You must be signed in to change notification settings - Fork 374
Prior Choice Recommendations
Simpson et al. paper has principles based on nestable models
Many times when people recommend default priors, they are restricting to some version of conjugacy for closed forms or for Gibbs; we don't care about that
Computational goal in Stan: reducing instability which can typically arise from bad geometry in the posterior, heavy tails that can cause Stan to adapt poorly and have heavy tails
Some principles we don't like: invariance, Jeffreys, entropy
Weakly informative prior should contain enough information to regularize: the idea is that the prior rules out unreasonable parameter values but is not so strong as to rule out values that might make sense
Weakly informative rather than fully informative: the idea is that the loss in precision by making the prior a bit too weak (compared to the true population distribution of parameters or the current expert state of knowledge) is less serious than the gain in robustness by including parts of parameter space that might be relevant. It's been hard for us to formalize this idea.
When using informative priors, be explicit about every choice; write a sentence about each parameter in the model.
- For an example see section 4.1 of this paper: http://www.stat.columbia.edu/~gelman/research/unpublished/objectivityr3.pdf
Don't use uniform priors, or hard constraints more generally, unless the bounds represent true constraints (such as scale parameters being restricted to be positive, or correlations restricted to being between -1 and 1). Some examples:
- You think a parameter could be anywhere from 0 to 1, so you set the prior to uniform(0,1). Try normal(.5,.5) instead.

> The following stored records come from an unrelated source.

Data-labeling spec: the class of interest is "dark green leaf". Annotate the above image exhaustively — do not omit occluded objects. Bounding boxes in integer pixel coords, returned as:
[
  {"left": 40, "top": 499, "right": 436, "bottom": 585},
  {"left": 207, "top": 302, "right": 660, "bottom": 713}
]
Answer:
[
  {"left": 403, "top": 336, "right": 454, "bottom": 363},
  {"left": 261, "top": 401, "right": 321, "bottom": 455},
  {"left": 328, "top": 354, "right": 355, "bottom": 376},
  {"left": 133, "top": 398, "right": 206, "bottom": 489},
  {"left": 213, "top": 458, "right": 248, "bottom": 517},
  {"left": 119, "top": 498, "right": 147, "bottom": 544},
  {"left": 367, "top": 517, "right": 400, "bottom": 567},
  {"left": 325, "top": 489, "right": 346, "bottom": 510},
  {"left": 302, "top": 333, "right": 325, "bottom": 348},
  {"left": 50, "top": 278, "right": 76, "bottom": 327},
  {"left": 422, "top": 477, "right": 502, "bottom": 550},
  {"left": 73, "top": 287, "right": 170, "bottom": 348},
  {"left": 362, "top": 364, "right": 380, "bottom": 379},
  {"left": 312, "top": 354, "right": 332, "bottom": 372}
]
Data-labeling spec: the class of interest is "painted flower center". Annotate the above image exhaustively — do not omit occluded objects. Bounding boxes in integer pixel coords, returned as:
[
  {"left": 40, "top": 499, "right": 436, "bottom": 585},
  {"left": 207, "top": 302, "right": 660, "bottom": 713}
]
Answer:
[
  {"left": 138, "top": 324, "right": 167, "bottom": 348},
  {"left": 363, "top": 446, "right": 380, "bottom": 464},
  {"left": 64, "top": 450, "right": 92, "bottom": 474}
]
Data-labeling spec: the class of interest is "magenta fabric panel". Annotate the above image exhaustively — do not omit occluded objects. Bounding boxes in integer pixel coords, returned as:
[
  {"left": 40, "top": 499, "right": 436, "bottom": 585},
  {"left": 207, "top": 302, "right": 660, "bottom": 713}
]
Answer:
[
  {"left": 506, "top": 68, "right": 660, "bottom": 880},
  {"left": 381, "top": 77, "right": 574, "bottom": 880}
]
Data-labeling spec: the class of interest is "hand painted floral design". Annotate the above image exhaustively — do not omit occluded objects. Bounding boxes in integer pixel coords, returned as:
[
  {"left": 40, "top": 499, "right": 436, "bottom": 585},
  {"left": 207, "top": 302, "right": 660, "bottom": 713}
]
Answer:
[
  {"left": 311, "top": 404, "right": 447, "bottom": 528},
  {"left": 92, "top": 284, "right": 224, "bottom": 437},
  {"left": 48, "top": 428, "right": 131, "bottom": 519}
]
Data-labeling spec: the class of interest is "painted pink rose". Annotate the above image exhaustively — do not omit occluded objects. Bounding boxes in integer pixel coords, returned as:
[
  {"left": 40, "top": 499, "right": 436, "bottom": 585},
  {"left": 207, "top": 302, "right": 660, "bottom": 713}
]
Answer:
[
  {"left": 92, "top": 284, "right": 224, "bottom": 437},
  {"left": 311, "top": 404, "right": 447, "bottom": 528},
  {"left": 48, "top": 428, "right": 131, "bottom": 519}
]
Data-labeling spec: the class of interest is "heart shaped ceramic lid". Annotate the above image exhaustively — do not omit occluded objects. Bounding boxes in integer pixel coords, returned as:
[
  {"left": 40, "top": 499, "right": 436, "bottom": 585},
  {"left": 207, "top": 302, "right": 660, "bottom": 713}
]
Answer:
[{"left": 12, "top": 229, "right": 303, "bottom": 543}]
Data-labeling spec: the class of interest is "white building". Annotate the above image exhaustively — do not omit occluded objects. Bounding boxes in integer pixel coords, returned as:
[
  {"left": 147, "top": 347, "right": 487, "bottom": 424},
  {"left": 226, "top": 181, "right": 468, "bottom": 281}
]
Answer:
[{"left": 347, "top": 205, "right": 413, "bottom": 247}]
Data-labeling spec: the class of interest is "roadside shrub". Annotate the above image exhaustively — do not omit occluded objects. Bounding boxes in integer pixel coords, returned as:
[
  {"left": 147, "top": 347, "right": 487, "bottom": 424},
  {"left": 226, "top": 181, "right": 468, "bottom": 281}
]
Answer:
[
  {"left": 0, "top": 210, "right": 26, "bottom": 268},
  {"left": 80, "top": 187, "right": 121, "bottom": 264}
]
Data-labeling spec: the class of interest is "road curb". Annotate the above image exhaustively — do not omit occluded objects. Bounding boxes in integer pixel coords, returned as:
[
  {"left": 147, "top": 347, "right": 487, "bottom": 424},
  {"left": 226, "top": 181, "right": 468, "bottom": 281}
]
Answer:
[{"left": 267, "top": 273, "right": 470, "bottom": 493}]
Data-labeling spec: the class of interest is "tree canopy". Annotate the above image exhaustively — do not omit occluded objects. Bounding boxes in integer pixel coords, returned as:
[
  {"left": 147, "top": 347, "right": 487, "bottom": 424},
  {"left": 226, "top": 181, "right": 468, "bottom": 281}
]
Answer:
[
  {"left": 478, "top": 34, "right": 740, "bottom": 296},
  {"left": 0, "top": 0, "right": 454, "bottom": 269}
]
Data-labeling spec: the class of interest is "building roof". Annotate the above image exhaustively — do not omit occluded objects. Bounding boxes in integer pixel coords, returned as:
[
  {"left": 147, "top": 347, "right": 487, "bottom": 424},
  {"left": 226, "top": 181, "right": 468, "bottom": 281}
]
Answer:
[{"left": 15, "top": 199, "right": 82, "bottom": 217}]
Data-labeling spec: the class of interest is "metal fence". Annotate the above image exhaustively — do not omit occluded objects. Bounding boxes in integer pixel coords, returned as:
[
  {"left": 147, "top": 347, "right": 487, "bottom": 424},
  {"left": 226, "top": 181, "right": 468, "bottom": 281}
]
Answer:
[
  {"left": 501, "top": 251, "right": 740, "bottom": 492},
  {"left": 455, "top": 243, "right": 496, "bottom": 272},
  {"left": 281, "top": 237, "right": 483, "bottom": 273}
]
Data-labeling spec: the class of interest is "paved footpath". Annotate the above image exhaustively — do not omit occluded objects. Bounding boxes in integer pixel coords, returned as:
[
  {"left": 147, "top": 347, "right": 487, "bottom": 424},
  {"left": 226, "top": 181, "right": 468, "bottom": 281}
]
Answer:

- A scale parameter is restricted to be positive and you want to give it a vague prior, so you set to uniform(0,100) (or, worse, uniform(0,1000)). If you just want to be vague, you could just specify no prior at all, which in Stan is equivalent to a noninformative uniform prior on the parameter. Or you could give a weak prior such as exponential with expected value 10 (that's exponential(0.1), I think) or half-normal(0,10) (that's implmented as normal(0,10) with a <lower=0> constraint in the declaration of the parameter) or half-Cauchy(0,5) or even something more informative such as half-normal(0,1) or half-t(3,0,1).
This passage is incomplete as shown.